While the FTC has been clear that there are many acceptable ways to make disclosures, it has promulgated certain standards. Disclosures should be prominent. The influencer should avoid abbreviations that consumers may misinterpret. Unfortunately, social media platform tools for disclosure may be insufficient to pass legal muster. Of course, any testimonial must be accurate, truthful, and capable of substantiation.

Actions a Brand Should Take

What action steps should a brand take to mitigate risk related to influencer marketing? How can a brand ensure that its influencer campaigns do not create legal liability for the brand? How can a company protect itself from an influencer peddling influence that is not real?
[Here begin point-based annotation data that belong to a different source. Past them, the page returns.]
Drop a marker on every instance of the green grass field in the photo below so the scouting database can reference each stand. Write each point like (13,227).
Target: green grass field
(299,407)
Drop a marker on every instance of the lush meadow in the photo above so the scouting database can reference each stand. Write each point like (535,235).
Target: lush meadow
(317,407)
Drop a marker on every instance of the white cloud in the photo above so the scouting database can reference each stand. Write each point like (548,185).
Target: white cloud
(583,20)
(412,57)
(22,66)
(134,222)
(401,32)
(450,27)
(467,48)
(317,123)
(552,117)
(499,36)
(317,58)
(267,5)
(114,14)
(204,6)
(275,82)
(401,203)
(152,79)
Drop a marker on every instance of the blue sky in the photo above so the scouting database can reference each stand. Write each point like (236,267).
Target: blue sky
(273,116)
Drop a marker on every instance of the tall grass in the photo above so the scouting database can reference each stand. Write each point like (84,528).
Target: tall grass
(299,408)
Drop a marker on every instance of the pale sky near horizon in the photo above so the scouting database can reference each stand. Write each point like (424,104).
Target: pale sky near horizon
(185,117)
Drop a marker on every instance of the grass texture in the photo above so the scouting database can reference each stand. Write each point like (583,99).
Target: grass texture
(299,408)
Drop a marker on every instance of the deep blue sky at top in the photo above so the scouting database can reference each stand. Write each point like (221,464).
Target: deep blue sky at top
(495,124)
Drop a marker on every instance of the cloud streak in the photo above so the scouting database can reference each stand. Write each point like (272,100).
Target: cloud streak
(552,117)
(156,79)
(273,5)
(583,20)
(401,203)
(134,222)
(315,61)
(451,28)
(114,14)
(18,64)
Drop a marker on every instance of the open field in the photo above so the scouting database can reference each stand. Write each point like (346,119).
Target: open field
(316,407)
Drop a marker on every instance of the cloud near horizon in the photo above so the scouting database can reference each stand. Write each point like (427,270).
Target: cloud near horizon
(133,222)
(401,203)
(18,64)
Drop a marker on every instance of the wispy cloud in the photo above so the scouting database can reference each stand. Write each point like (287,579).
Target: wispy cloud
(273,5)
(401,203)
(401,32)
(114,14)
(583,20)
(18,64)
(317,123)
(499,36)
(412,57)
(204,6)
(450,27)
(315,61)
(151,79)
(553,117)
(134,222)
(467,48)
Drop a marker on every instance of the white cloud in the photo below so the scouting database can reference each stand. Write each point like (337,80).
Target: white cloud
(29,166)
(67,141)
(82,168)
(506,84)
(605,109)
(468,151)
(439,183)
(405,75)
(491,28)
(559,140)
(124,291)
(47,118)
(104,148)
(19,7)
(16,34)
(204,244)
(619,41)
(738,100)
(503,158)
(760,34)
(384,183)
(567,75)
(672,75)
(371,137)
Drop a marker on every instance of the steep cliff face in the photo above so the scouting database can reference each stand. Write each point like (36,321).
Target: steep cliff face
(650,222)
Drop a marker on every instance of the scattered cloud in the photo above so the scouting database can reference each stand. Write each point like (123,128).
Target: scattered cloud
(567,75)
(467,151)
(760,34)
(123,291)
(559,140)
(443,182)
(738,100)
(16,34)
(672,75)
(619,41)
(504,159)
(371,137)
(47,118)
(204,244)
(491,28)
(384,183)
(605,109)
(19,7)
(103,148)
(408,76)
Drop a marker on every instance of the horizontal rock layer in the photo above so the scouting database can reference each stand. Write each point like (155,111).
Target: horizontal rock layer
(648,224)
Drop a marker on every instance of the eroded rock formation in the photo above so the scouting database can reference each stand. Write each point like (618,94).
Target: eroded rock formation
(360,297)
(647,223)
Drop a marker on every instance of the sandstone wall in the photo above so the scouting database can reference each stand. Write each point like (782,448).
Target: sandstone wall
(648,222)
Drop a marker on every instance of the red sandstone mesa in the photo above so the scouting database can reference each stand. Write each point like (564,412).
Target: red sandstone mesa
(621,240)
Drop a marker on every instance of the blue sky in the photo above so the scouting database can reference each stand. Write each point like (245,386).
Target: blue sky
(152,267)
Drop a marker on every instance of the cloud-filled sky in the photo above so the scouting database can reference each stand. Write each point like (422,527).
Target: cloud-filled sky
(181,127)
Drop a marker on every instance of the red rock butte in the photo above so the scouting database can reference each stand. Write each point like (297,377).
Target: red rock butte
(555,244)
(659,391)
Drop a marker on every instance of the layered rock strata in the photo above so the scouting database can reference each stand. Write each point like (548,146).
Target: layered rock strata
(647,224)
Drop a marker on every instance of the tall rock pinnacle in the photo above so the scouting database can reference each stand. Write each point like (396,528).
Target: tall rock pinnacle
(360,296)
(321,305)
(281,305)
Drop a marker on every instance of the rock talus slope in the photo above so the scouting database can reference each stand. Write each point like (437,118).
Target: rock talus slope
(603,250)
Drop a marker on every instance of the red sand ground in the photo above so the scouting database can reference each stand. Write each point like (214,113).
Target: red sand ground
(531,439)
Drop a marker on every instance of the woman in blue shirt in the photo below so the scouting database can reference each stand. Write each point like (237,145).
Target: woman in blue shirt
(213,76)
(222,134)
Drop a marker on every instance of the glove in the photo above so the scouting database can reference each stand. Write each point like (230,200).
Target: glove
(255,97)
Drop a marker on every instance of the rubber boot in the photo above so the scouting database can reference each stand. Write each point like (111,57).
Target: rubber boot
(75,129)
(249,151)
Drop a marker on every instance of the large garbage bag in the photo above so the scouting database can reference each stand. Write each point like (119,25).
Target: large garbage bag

  • Create a formal process for vetting influencers. Even if collaborating with influencers is not a significant part of your marketing plan, it is likely that you are interacting with influencers in some way. You should consider what kinds of legal and publicity protections your brand needs before working with an influencer.
  • Create uniform contractual obligations. Using the influencer’s contract is not preferred. Instead, your brand should develop its own template contract. Any contract should include tangible benchmarks for performance, strong warranties and indemnities clauses, and favorable termination rights. To accompany the contract, the brand might provide the influencer with a copy of the FTC’s new Disclosures 101 publication.
  • Disseminate your own legal guidelines concerning influencer and employee disclosures in social media. These  guidelines should be platform specific. In instances where there is no contract in place, such guidelines are crucial for brand protection.
  • Remember you are responsible for what the influencer says about your products and services. Provide guidance about what kinds of claims are appropriate and have substantiation. Warn clearly about the kinds of claims that may be problematic.
  • Consider training programs. These can be in-person seminars or an onboarding training video that all influencers who work with the brand must watch.
  • Monitor your vendors; their actions create legal liability for you. Review the brand’s advertising, marketing, and public relations agency agreements. You will want to ensure that your agencies are aligned on their responsibilities in recruiting influencers and discussing the brand in social media.
  • Remember, your employees are influencers too. Create and disseminate procedures and guidelines for all internal stakeholders who post on social media. These documents might be an addendum to your employee manual.
  • Develop active monitoring programs. The FTC has made it clear that you have the responsibility not only to make policies, but to ensure that your brand guidelines are being followed. Brands who engage in active monitoring have been able to mitigate legal risk.
  • Develop best practices for managing non-compliant influencers and vendors. Work with your legal team to develop a plan for warning and ultimately separating from influencers, employees, and agencies who are not adhering to legal requirements and brand standards.

Whether your brand has ad hoc relationships with influencers or formal programs, influencer marketing can create legal risk. Strategic legal planning and evaluation of your processes will allow you to reap the full benefits of influencer marketing.